A leaked United Nations report indicates “credible allegations” of Sri Lanka war crimes. Video first broadcast by Channel 4 News, showing alleged Tamil executions, formed a key part of the evidence.
A leaked version of the long-awaited report by the United Nations Secretary General (UNSG) panel reveals “credible allegations” of war crimes which – if proven – suggest a “grave assault on the entire regime of international law”.
The report estimates that tens of thousands of civilians were killed in the final four months of Sri Lanka‘s civil war in 2009.
It indicates that actions by both the Sri Lankan government and the Liberation Tigers of Tamil Eelam (LTTE) could amount to war crimes and crimes against humanity.
These alleged crimes include executions, rape and torture by government forces. The leaked report also lists the shelling of civilians inside “no-fire zones”, the “systematic shelling” of hospitals and attacks on the UN and Red Cross.
The LTTE stands accused of refusing civilians permission to leave the conflict zone and “using them as hostages” in a “buffer zone”.
The UN panel also says that authorities “sought to intimidate and silence the media and other critics of the war through a variety of threats and actions, including the use of white vans to abduct and to make people disappear”.

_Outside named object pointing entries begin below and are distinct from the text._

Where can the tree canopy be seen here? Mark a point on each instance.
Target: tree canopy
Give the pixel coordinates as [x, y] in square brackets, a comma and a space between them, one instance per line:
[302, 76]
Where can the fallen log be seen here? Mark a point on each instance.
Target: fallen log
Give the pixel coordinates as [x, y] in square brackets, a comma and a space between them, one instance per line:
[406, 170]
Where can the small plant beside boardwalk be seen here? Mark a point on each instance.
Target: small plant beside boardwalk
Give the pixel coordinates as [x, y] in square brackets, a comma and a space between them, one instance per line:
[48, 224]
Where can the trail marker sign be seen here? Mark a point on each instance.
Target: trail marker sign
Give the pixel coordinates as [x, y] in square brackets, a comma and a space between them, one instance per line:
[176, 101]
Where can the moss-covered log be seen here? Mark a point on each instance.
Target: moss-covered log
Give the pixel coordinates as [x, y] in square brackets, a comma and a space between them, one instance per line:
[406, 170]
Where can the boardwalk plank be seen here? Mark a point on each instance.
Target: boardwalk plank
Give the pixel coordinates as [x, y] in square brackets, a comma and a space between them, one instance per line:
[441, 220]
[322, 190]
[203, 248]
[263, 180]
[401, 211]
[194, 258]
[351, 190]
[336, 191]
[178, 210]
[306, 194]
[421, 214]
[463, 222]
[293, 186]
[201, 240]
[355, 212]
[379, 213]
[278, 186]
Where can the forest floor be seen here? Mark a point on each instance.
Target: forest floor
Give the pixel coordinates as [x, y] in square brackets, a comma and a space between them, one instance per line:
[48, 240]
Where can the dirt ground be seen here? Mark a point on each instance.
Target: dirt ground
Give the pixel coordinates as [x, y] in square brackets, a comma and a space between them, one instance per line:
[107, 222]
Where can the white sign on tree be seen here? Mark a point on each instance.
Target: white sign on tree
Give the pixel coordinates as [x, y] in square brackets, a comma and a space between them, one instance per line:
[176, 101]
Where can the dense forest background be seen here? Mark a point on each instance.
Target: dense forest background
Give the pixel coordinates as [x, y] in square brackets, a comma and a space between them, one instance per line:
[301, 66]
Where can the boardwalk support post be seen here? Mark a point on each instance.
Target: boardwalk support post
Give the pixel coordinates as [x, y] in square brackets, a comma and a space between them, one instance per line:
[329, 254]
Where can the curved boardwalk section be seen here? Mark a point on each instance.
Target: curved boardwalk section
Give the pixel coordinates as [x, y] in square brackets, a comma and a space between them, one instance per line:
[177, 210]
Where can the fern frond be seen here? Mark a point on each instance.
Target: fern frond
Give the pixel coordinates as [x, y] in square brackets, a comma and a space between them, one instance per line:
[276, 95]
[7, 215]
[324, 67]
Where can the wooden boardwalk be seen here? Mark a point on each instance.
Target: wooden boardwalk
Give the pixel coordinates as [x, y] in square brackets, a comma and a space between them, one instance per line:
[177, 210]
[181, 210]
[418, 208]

The Sri Lankan government has not yet responded in full to the allegations – a spokesman said earlier that the report was “under study”. But in an earlier statement officials said the investigation was “fundamentally flawed”. It has also been called a “conspiracy” in the Sri Lankan media.
Yolanda Foster from Amnesty International has told Channel 4 News “this report is a call to action” and that an international independent investigation should now be set up. She said it would be difficult for the Sri Lankan government to “push back” against allegations on this scale.
'Crimes against humanity' - leaked extracts from UN report on Sri Lanka war
The panel's determination of credible allegations reveals a very different version of the final stages of the war than that maintained to this day by the Government of Sri Lanka.
The Government says it pursued a "humanitarian rescue operation" with a policy of "zero civilian casualties".
In stark contrast, the panel found credible allegations, which if proven, indicate that a wide range of serious violations of international humanitarian law and international human rights law were committed both by the Government of Sri Lanka and the LTTE, some of which would amount to war crimes and crimes against humanity.
Click here: full executive summary - via War Without Witness
The 26-year war officially finished in summer 2009, when the Sri Lankan army defeated the LTTE (Tamil Tigers) in an area the government named the “no-fire zone”.
On the 25 August 2009 Channel 4 News received a video via email from a group calling itself Journalists for Democracy in Sri Lanka.
It showed naked, bound men being executed with a shot to the back of the head by two men in khaki uniforms on what appears to be a dirt road. It is bookended by two executions; by the end the bodies of nine naked men lie in the wasteland.
Soon after Channel 4 News found itself involved in the unfinished business of Sri Lanka’s bitter civil war, and into the centre of an argument which involved human rights organisations, the United Nations, the American ambassador to the UN Susan Rice, and most vocally and actively the government of Sri Lanka.
In January 2010, a UN investigation concluded that the video “appears authentic”.
WARNING: Jonathan Miller’s report contains images that some viewers may find distressing.
Sri Lanka: a secret war, frustrating and tense
For any foreign reporter visiting the island it was generally a barely endurable excercise in frustration and the tension. Frustration at interminable briefings in Colombo from government officials telling you virtually nothing. Or highly sanitised visits "to the front" during which one would be shown next to nothing. The final months covered by this UN report and the aftermath remained - typically - a very secret affair.
The amount of TV footage is minimal. The eyewitnesses to hospitals being shelled and civilian areas hit were not journalists - foreign or Sri Lankan in almost all cases - but courageous and exhausted hospital doctors and NGO officials. Most of them Sir Lankans. Most of them putting themselves at great risk.